Disentangled Recurrent Wasserstein Autoencoder
- URL: http://arxiv.org/abs/2101.07496v1
- Date: Tue, 19 Jan 2021 07:43:25 GMT
- Title: Disentangled Recurrent Wasserstein Autoencoder
- Authors: Jun Han, Martin Renqiang Min, Ligong Han, Li Erran Li, Xuan Zhang
- Abstract summary: recurrent Wasserstein Autoencoder (R-WAE) is a new framework for generative modeling of sequential data.
R-WAE disentangles the representation of an input sequence into static and dynamic factors.
Our models outperform other baselines with the same settings in terms of disentanglement and unconditional video generation.
- Score: 17.769077848342334
- License: http://arxiv.org/licenses/nonexclusive-distrib/1.0/
- Abstract: Learning disentangled representations leads to interpretable models and
facilitates data generation with style transfer, which has been extensively
studied on static data such as images in an unsupervised learning framework.

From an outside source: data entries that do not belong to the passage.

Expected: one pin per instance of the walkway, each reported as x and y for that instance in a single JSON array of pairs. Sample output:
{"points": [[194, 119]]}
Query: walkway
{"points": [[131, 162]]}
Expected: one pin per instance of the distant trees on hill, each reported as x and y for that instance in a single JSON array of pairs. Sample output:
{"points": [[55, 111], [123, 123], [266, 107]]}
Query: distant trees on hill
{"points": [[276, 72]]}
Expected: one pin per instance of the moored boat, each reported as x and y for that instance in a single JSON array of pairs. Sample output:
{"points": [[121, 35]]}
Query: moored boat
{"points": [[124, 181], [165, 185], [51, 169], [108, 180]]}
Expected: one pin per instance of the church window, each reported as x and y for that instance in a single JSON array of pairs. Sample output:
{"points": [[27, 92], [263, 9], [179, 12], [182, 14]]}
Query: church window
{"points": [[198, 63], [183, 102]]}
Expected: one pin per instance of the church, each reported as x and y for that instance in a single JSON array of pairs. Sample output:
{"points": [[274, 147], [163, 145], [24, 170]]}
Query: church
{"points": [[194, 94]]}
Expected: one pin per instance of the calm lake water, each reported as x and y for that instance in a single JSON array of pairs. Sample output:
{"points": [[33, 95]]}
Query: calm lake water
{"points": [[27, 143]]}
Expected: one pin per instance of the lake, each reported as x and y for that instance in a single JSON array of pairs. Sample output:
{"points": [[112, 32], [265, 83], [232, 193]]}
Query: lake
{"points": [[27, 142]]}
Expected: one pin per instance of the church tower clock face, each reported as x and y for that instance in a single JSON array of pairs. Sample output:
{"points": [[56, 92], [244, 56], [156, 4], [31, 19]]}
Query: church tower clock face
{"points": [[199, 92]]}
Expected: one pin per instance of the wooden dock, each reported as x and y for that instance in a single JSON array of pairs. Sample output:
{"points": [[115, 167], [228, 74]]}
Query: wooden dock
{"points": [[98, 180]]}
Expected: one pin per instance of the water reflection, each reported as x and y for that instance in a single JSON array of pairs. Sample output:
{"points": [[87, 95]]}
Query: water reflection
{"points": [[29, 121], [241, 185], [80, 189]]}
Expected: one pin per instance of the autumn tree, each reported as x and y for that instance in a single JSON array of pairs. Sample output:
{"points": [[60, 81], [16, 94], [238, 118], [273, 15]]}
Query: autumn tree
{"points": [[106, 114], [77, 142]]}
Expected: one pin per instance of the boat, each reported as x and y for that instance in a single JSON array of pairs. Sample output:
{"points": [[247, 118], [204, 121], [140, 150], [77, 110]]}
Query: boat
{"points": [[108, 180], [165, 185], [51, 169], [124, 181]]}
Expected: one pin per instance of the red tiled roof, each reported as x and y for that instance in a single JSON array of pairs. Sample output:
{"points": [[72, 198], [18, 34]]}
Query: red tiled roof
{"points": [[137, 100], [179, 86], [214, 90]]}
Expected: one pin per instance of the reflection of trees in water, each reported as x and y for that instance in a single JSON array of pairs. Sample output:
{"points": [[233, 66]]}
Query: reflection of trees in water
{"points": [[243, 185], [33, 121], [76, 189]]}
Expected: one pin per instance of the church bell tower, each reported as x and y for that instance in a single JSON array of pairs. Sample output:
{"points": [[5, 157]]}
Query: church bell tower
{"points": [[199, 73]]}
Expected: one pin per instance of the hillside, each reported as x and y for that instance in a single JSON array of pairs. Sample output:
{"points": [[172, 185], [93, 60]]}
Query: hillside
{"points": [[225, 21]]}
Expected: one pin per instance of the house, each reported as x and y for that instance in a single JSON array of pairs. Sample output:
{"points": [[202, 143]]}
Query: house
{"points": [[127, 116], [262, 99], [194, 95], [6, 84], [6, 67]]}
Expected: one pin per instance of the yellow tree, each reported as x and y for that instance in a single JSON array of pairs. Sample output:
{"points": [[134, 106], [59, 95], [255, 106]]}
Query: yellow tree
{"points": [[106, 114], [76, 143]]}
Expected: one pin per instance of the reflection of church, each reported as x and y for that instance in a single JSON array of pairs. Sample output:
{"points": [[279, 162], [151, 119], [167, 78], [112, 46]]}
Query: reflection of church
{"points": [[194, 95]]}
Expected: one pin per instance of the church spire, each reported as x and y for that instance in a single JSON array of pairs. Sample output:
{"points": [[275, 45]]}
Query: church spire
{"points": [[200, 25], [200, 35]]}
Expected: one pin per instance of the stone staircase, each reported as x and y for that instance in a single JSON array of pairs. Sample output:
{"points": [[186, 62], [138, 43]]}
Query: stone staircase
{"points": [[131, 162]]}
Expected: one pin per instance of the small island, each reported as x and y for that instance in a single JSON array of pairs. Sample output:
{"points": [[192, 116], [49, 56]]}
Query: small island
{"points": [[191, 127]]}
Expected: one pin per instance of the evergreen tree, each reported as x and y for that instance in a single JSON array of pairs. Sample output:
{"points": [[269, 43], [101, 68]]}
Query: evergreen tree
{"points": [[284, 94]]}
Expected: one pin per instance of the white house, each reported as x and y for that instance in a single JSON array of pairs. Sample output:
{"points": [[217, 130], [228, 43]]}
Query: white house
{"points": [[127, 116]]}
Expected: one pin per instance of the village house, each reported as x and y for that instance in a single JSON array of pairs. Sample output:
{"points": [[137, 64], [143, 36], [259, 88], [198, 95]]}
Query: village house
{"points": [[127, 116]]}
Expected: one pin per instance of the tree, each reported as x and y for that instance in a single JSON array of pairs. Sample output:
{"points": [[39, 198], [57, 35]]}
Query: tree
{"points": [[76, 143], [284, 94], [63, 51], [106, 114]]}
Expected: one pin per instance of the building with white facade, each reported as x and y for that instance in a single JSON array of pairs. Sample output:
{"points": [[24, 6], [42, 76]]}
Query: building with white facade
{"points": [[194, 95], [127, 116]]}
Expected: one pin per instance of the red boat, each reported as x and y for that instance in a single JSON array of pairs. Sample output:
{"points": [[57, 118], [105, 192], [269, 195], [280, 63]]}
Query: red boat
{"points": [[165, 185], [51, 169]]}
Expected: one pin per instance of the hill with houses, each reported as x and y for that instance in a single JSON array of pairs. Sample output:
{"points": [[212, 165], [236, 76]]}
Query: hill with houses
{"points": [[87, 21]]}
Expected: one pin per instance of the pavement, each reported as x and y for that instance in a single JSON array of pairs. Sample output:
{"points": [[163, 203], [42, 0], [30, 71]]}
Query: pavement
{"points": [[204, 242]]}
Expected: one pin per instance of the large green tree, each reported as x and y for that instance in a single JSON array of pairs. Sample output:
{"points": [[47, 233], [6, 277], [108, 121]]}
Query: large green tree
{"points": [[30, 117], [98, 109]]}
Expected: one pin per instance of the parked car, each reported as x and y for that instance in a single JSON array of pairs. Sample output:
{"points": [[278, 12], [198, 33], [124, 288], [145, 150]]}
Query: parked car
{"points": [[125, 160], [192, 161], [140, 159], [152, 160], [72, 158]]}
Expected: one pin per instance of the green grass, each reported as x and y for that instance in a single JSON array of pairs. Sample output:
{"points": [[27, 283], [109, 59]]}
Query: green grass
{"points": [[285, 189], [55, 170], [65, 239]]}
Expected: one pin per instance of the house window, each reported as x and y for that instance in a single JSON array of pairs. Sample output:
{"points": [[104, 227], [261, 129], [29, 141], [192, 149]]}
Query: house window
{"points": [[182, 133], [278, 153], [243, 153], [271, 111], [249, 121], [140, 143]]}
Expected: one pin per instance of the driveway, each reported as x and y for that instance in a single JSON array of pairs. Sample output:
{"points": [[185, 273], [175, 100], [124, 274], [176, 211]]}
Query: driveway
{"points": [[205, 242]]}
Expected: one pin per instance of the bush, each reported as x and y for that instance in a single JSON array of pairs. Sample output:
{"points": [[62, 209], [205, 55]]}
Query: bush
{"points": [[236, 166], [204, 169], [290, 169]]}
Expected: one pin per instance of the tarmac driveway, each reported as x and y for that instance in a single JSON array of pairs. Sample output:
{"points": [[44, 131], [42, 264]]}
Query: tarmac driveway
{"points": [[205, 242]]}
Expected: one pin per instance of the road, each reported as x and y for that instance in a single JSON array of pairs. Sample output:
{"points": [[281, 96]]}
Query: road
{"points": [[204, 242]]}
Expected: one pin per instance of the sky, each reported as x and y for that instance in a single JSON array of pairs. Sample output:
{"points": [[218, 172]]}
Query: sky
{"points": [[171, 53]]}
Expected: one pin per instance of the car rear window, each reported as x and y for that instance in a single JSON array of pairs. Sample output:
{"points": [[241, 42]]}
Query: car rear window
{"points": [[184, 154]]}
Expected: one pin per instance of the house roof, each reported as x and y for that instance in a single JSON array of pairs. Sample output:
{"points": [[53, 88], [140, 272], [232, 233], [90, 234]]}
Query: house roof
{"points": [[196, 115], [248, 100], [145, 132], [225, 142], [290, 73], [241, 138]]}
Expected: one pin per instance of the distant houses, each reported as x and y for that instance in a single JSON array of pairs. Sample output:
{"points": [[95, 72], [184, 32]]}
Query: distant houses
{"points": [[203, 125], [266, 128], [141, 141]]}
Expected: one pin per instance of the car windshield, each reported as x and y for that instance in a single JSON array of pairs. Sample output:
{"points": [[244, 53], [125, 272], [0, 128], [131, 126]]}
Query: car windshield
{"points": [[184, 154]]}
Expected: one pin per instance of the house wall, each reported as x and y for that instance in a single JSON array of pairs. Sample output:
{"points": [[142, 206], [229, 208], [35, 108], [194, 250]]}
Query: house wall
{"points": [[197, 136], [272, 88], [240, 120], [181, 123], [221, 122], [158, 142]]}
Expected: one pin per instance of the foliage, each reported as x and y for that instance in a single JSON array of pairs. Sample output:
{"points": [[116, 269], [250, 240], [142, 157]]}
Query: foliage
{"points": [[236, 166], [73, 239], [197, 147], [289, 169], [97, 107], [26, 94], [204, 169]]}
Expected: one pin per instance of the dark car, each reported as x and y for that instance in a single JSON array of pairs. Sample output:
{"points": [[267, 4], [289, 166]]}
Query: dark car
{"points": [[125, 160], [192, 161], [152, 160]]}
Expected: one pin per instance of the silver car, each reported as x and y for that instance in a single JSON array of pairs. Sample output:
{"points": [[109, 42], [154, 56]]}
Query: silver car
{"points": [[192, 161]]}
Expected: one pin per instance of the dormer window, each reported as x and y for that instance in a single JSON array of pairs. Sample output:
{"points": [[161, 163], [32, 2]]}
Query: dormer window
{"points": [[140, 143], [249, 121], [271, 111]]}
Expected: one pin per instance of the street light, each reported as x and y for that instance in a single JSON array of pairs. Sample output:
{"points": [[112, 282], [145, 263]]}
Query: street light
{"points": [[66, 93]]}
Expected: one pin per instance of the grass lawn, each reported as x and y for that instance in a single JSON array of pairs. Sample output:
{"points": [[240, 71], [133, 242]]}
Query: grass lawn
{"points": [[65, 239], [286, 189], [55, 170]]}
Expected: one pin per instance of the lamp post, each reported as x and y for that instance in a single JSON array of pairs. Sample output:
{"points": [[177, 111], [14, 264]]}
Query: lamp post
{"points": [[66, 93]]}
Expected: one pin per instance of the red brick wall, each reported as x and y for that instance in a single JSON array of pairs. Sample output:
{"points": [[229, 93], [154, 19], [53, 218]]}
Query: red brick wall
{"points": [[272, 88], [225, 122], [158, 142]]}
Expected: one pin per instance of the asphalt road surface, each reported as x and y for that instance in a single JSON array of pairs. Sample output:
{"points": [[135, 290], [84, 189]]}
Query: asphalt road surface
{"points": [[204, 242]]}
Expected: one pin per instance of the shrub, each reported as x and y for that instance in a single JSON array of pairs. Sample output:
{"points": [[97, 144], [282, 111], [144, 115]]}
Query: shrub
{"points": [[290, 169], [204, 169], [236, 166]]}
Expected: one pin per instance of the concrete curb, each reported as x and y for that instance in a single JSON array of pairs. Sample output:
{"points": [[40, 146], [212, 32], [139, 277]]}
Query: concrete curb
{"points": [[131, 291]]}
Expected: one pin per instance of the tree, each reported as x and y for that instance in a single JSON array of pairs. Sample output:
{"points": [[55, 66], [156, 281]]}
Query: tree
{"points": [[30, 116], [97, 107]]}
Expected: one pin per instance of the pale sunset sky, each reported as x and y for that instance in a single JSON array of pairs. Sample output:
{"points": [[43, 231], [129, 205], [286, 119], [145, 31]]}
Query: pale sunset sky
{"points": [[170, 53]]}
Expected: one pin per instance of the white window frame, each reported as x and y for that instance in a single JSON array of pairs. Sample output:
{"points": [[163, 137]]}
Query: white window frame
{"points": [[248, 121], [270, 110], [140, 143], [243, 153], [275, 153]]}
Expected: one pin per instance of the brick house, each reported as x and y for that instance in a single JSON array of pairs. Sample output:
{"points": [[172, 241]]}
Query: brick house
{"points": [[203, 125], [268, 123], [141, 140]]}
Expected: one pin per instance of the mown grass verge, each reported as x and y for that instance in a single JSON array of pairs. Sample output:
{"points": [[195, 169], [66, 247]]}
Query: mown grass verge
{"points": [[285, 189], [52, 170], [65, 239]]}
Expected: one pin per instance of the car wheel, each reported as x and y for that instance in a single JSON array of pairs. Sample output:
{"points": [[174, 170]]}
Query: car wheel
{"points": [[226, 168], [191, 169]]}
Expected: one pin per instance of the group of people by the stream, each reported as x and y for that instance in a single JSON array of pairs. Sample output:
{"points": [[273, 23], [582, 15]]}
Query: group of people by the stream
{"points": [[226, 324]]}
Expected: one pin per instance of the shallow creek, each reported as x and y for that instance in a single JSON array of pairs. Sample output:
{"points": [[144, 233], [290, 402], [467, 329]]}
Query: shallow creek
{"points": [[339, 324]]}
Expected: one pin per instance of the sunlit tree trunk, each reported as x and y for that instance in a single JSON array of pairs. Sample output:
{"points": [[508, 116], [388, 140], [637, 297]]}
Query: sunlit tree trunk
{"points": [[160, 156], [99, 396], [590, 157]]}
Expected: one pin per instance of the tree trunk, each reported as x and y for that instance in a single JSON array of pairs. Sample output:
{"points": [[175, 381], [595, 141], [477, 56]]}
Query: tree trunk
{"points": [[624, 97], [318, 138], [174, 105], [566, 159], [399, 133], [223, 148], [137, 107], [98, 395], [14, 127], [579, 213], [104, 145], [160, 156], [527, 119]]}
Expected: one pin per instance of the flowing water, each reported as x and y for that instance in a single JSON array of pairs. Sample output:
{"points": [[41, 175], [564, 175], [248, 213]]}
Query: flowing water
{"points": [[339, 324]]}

However, only a few works have explored unsupervised disentangled sequential
representation learning due to challenges of generating sequential data. In
this paper, we propose recurrent Wasserstein Autoencoder (R-WAE), a new
framework for generative modeling of sequential data. R-WAE disentangles the
representation of an input sequence into static and dynamic factors (i.e.,
time-invariant and time-varying parts). Our theoretical analysis shows that,
R-WAE minimizes an upper bound of a penalized form of the Wasserstein distance
between model distribution and sequential data distribution, and simultaneously
maximizes the mutual information between input data and different disentangled
latent factors, respectively. This is superior to (recurrent) VAE which does
not explicitly enforce mutual information maximization between input data and
disentangled latent representations. When the number of actions in sequential
data is available as weak supervision information, R-WAE is extended to learn a
categorical latent representation of actions to improve its disentanglement.
Experiments on a variety of datasets show that our models outperform other
baselines with the same settings in terms of disentanglement and unconditional
video generation both quantitatively and qualitatively.